Tallest Mass Timber Building in Italy: An 11-Storey 100% Timber Building in a Seismic Area

The project involves an 11-storey mass timber building in Rome, assembly commencing in February 2025. As structural engineers, we utilize Cross-Laminated Timber (CLT) for walls (lateral system) and slabs (rigid diaphragm), eliminating concrete. Situated in a seismic zone with significant wind forces, we developed bespoke steel connections, as standard ones are too weak for this “beast,” ensuring structural resilience. The structure achieves a 90-minute fire rating, meeting stringent safety standards.

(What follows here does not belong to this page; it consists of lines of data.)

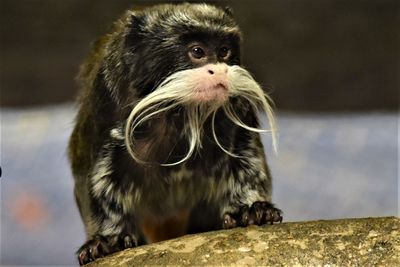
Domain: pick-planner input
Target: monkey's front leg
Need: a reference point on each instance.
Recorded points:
(248, 199)
(108, 224)
(102, 245)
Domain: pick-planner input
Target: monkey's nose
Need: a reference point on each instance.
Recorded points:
(217, 69)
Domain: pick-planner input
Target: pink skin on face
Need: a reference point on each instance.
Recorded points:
(211, 83)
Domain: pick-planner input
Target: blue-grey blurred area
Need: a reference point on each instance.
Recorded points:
(328, 166)
(331, 66)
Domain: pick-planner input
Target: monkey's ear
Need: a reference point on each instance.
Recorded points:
(136, 30)
(228, 11)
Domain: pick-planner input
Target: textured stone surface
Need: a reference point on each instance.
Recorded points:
(355, 242)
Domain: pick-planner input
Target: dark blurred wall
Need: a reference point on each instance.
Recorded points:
(312, 54)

We performed advanced Finite Element Method (FEM) analysis to create a digital twin, enabling precise simulations of lateral acceleration, compression perpendicular to the grain, and stability during earthquakes. Innovative solutions address compression perpendicular to the grain, enhancing durability.

Our scope includes production and assembly drawings through a Design for Manufacture and Assembly (DfMA) approach. Crucially, we closely collaborated with the architects from day one, facilitating cost-effective solutions and maintaining the project’s low budget. This early involvement underscores the importance of integrating structural engineering expertise from the start.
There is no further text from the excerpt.